In New York City, in the early 1900s, Professor Henry Jarrod (Vincent Price) runs a wax museum. He is a fine sculptor but his partner Matthew Burke (Roy Roberts) wishes he would create more sensational exhibits like their competitors do, and he is thinking of ending the partnership. A wealthy art critic named Sidney Wallace (Paul Cavanaugh) may buy the museum later, but Burke needs money immediately and is thinking of burning down the museum for the insurance money. Jarrod catches him starting a fire and they fight as the fire spreads. Burke escapes but Jarrod is still inside when the building explodes.

Jarrod’s body is never found, but Burke gets the insurance money. A disfigured man in a cloak strangles Burke and makes it look like a suicide. A few weeks later, he strangles Burke’s fiancée, Cathy Gray (Carolyn Jones). Her roommate Sue Allen (Phyllis Kirk) walks in on the murder and escapes to the home of her friend Scott Andrews (Paul Picerni). During the night, the disfigured man steals Cathy’s body from the morgue.

The art critic Sidney Wallis receives a letter from Jarrod. He survived the fire, though he is in a wheelchair and his hands can no longer sculpt. He asks Wallis to fund a new wax museum, featuring statues made by his assistants Leon Averill (Nedrick Young) and Igor (Charles Bronson), who is a deaf-mute. He will remake his old favorites and, for the public, create new sensational works showcasing acts of violence and horror from history, including Burke’s suicide, though the corpse is missing.

Sue attends the opening with Scott and is troubled by the statue of Joan of Arc, who looks very much like Cathy. Jarrod says he based it on Cathy’s photos from the newspaper. He then hires Scott as a sculptor and asks Sue to model for Marie Antoinette. Sue thinks that Joan of Arc was made from Cathy’s body and contacts Detective Lieutenant Tom Brennan (Frank Lovejoy) and Sergeant Jim Shane (Dabbs Greer), who recognizes Averill as a criminal, having in his possession the pocket watch of a missing man.

That night, Sue Arrives at the museum to meet with Scott, but Jarrod sends him on an errand. She pulls the brunette wig off Joan of Arc and finds Cathy’s blonde hair underneath. Jarrod rises from his wheelchair and grabs her. She shatters the wax mask that covers his disfigured face and faints at the sight. Averill, plied with drink, tells Detective Brennan what is under the wax figures. Jarrod is about to turn Sue into Marie Antoinette, but Scott arrives and searches for her. The Police arrive just in time to stop Igor from killing him with a guillotine. Jarrod fights the police trying to arrest him and falls into a vat of boiling wax. Brennan saves Sue from death just in time.

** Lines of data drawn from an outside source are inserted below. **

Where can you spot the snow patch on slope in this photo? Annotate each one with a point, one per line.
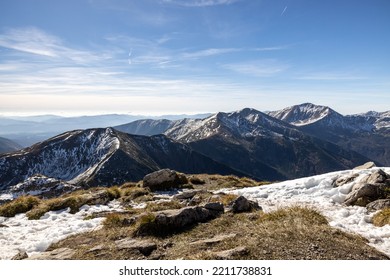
(317, 191)
(35, 236)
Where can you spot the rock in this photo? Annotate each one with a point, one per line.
(367, 165)
(362, 194)
(97, 249)
(376, 177)
(370, 188)
(344, 180)
(241, 204)
(214, 206)
(20, 256)
(378, 205)
(175, 220)
(58, 254)
(186, 194)
(164, 179)
(145, 247)
(214, 240)
(232, 253)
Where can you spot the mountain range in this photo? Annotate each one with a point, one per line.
(103, 156)
(297, 141)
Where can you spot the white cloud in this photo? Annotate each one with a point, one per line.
(259, 68)
(32, 40)
(200, 3)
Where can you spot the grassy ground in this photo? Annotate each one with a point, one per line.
(290, 233)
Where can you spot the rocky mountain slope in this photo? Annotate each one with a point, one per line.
(367, 134)
(7, 145)
(103, 157)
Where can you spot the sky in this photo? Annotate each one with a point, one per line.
(153, 57)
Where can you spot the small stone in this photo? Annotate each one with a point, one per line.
(232, 253)
(20, 256)
(145, 247)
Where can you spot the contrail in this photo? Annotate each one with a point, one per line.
(285, 8)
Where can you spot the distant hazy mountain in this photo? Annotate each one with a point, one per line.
(103, 157)
(33, 129)
(367, 134)
(7, 145)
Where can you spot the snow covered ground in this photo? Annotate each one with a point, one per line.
(34, 236)
(317, 191)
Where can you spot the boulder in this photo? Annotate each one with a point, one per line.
(175, 220)
(164, 179)
(241, 204)
(20, 256)
(215, 206)
(377, 177)
(340, 181)
(58, 254)
(145, 247)
(362, 194)
(214, 240)
(186, 194)
(370, 188)
(367, 165)
(378, 205)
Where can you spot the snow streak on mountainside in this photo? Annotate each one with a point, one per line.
(64, 157)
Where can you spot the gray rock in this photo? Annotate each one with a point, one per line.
(175, 220)
(378, 205)
(232, 253)
(241, 204)
(214, 206)
(344, 180)
(145, 247)
(164, 179)
(367, 165)
(186, 194)
(365, 193)
(376, 177)
(20, 256)
(58, 254)
(214, 240)
(370, 188)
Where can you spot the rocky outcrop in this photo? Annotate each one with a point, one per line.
(367, 165)
(378, 205)
(370, 188)
(241, 204)
(164, 179)
(167, 221)
(20, 256)
(58, 254)
(145, 247)
(214, 240)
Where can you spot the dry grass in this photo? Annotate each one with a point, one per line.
(20, 205)
(382, 218)
(289, 233)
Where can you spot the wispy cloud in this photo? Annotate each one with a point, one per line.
(200, 3)
(331, 76)
(259, 68)
(31, 40)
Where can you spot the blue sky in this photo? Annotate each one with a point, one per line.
(155, 57)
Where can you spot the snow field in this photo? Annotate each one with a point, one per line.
(34, 236)
(317, 192)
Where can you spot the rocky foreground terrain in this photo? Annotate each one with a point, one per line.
(169, 215)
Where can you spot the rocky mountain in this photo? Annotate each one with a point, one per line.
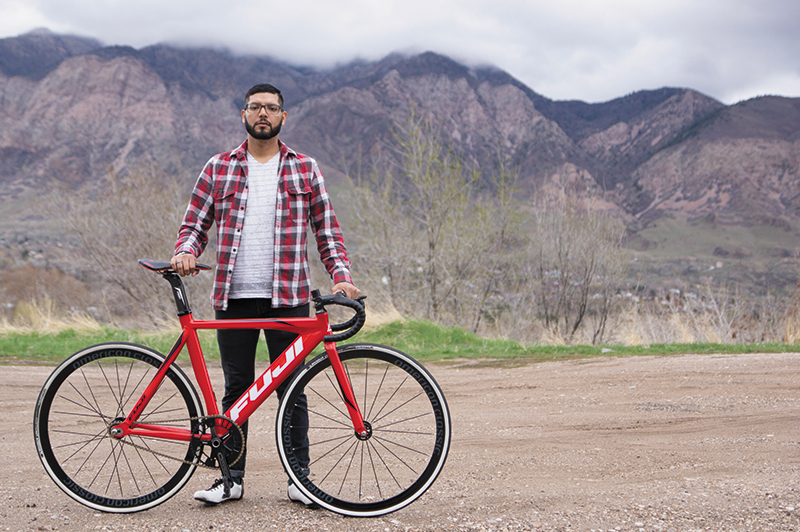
(72, 109)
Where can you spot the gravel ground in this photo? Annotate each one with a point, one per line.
(679, 443)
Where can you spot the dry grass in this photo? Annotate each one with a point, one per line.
(43, 316)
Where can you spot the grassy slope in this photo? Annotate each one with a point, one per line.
(422, 340)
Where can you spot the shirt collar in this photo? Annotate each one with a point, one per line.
(241, 152)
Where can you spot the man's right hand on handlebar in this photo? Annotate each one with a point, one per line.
(185, 264)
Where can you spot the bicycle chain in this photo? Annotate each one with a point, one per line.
(200, 419)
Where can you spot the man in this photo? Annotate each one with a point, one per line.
(262, 196)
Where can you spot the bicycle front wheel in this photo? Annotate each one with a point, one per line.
(87, 394)
(408, 436)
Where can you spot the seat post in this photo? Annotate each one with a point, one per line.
(178, 292)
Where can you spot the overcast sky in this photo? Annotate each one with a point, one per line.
(591, 50)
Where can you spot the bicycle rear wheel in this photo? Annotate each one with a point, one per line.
(87, 394)
(408, 432)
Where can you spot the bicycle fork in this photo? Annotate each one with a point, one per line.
(362, 427)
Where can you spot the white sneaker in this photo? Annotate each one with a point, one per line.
(296, 495)
(216, 493)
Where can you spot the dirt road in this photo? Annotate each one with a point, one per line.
(625, 444)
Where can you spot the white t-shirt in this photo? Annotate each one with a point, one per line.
(253, 269)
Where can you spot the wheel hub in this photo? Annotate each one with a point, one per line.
(367, 434)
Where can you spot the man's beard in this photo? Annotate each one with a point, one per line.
(264, 134)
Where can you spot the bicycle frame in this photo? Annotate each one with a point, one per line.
(311, 331)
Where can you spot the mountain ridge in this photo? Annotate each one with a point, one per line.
(646, 153)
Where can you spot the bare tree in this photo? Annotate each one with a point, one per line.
(121, 219)
(580, 264)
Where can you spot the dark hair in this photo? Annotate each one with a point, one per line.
(263, 87)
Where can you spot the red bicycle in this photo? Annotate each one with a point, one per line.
(120, 428)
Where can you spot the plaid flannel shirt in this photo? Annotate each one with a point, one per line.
(220, 195)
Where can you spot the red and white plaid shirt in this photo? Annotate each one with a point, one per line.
(220, 195)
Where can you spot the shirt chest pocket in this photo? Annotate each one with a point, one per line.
(224, 201)
(297, 202)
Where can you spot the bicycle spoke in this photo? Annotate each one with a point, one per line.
(90, 390)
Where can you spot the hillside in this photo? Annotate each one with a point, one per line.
(71, 110)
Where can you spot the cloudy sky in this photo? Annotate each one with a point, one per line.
(591, 50)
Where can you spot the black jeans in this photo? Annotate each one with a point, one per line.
(237, 349)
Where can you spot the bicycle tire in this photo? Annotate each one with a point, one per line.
(78, 403)
(405, 451)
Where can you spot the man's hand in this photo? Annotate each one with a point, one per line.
(349, 290)
(185, 264)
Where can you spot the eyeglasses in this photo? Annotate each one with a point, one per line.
(271, 108)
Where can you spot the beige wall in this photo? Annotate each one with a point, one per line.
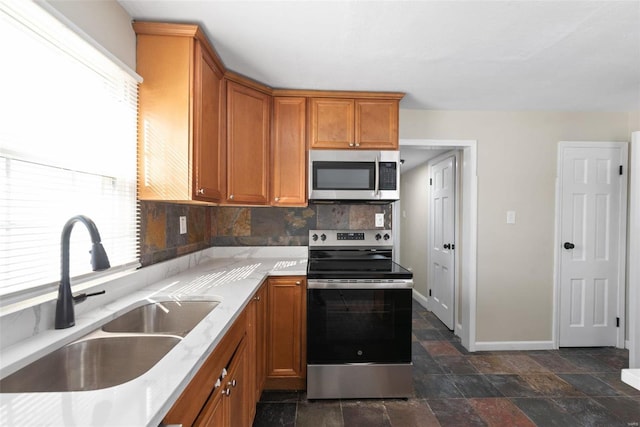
(414, 215)
(106, 22)
(517, 154)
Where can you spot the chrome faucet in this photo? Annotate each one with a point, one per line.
(65, 315)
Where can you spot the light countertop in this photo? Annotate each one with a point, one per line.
(146, 400)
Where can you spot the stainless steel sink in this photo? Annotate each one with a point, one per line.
(122, 350)
(90, 364)
(169, 317)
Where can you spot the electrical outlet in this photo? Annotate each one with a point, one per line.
(183, 225)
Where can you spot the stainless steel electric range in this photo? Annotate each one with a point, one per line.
(358, 317)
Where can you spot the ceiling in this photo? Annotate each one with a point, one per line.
(445, 55)
(452, 55)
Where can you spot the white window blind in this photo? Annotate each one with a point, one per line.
(67, 147)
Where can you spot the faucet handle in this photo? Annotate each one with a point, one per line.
(81, 297)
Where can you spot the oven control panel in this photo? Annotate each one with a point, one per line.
(371, 238)
(350, 236)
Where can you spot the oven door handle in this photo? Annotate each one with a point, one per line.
(351, 284)
(377, 176)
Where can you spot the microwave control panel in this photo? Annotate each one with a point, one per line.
(388, 175)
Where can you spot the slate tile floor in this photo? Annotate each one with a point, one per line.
(566, 387)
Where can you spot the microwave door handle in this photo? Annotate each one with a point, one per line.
(377, 177)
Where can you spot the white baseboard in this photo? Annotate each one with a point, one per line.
(513, 345)
(422, 300)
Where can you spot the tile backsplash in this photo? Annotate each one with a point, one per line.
(207, 226)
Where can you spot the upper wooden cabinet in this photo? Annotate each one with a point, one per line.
(181, 150)
(289, 152)
(344, 123)
(248, 119)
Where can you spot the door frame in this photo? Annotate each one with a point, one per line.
(467, 265)
(457, 327)
(622, 236)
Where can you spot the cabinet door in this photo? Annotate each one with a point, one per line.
(238, 392)
(208, 145)
(286, 355)
(289, 152)
(255, 347)
(248, 117)
(259, 355)
(376, 124)
(215, 412)
(332, 123)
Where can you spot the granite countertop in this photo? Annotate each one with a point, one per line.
(232, 280)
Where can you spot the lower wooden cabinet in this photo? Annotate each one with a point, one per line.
(201, 399)
(227, 405)
(286, 335)
(265, 348)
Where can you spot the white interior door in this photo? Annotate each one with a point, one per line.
(591, 224)
(442, 241)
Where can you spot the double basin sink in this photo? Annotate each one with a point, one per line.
(119, 351)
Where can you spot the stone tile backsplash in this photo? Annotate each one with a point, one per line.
(208, 226)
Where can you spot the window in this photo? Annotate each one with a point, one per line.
(67, 147)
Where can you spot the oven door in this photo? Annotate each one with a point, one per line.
(358, 326)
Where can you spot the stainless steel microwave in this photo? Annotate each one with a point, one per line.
(354, 175)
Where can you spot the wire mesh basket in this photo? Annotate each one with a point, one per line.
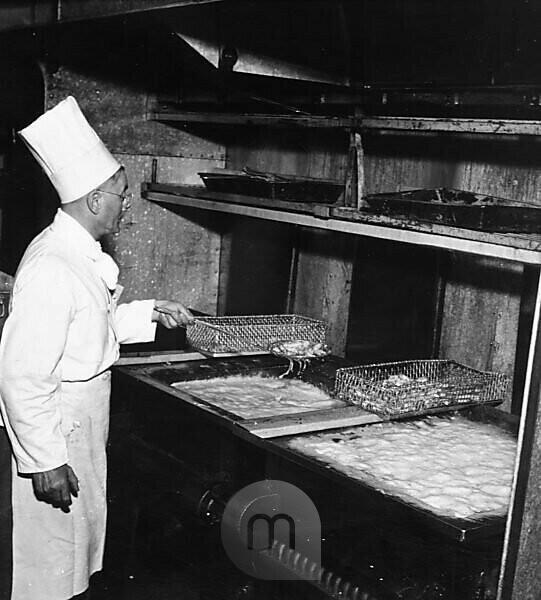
(418, 386)
(253, 333)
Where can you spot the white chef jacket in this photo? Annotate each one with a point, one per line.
(59, 330)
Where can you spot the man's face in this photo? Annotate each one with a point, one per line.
(113, 207)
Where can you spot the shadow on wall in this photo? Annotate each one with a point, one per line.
(27, 202)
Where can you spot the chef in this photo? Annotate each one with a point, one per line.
(57, 345)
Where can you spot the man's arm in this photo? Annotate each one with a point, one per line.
(31, 347)
(136, 321)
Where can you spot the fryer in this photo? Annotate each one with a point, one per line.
(362, 527)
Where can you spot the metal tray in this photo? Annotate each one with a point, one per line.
(415, 387)
(272, 186)
(252, 333)
(458, 208)
(395, 507)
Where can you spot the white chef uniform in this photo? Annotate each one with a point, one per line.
(57, 345)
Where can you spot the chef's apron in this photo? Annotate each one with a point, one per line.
(66, 547)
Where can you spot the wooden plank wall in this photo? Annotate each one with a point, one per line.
(325, 261)
(482, 296)
(160, 253)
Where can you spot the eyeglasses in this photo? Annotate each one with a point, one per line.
(126, 197)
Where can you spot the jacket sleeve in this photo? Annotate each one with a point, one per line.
(133, 322)
(32, 344)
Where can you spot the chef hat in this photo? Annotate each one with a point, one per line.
(69, 150)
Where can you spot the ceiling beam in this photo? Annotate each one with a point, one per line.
(23, 14)
(74, 10)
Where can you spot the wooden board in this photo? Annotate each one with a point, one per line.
(318, 420)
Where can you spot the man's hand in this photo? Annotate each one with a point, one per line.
(56, 487)
(171, 314)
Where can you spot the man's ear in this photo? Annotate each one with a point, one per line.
(93, 202)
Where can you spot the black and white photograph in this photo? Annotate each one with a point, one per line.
(270, 300)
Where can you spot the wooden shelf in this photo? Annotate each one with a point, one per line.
(496, 127)
(525, 248)
(476, 126)
(214, 118)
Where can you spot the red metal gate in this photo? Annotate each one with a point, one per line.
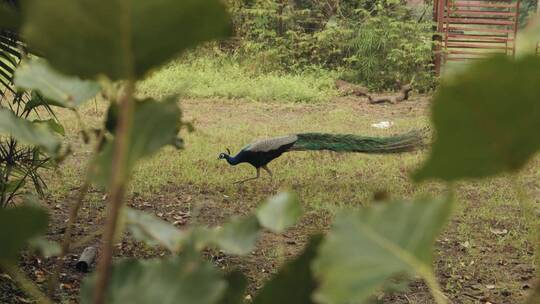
(474, 29)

The film was directed by Andre DeToth. It was a remake of the 1933 film Mystery of the Wax Museum and was the first technicolor 3-D film in stereophonic sound. It was re-released in 1971, and again during the early 1980s 3-D boom. There was a remake in 2005, from Warner Brothers, but it was not well-received. House of Wax is now in the Library of Congress. Ironically, director DeToth was blind in one eye and could not see 3-D. Some critics suggested that made it a better film, as he concentrated on the story rather than the gimmicks. At the premiere, Bela Lugosi was outside the theater in a black cape, but the reporter asked the questions in the wrong order, so confusing the old gentleman that he left without seeing the picture. Nedrick Young, who played the alcoholic Leon, was not named because he had been banned by Senator Joe McCarthy.

The film was a great success. Early reviews were mostly negative, but now it has a 93% approval on Rotten Tomatoes. Vincent Price’s career was revitalized after being in the doldrums for a long time. Carolyn Jones later played Morticia in the Addams Family TV series. The fire on the museum set got out of control, burned a hole in the roof, singed Vincent Price’s eyebrows, and melted all the wax figures, which were so expensive that the director kept filming as the firemen arrived. Price’s makeup was so perfect because of the 3-D and technicolor demands that he was banned from the commissary because his face was so disgusting. This film was such a success that another 3-D horror film was made—The Phantom of the Rue Morgue—the next year, but it was a box-office dud and the 3-D craze disappeared for a good twenty years.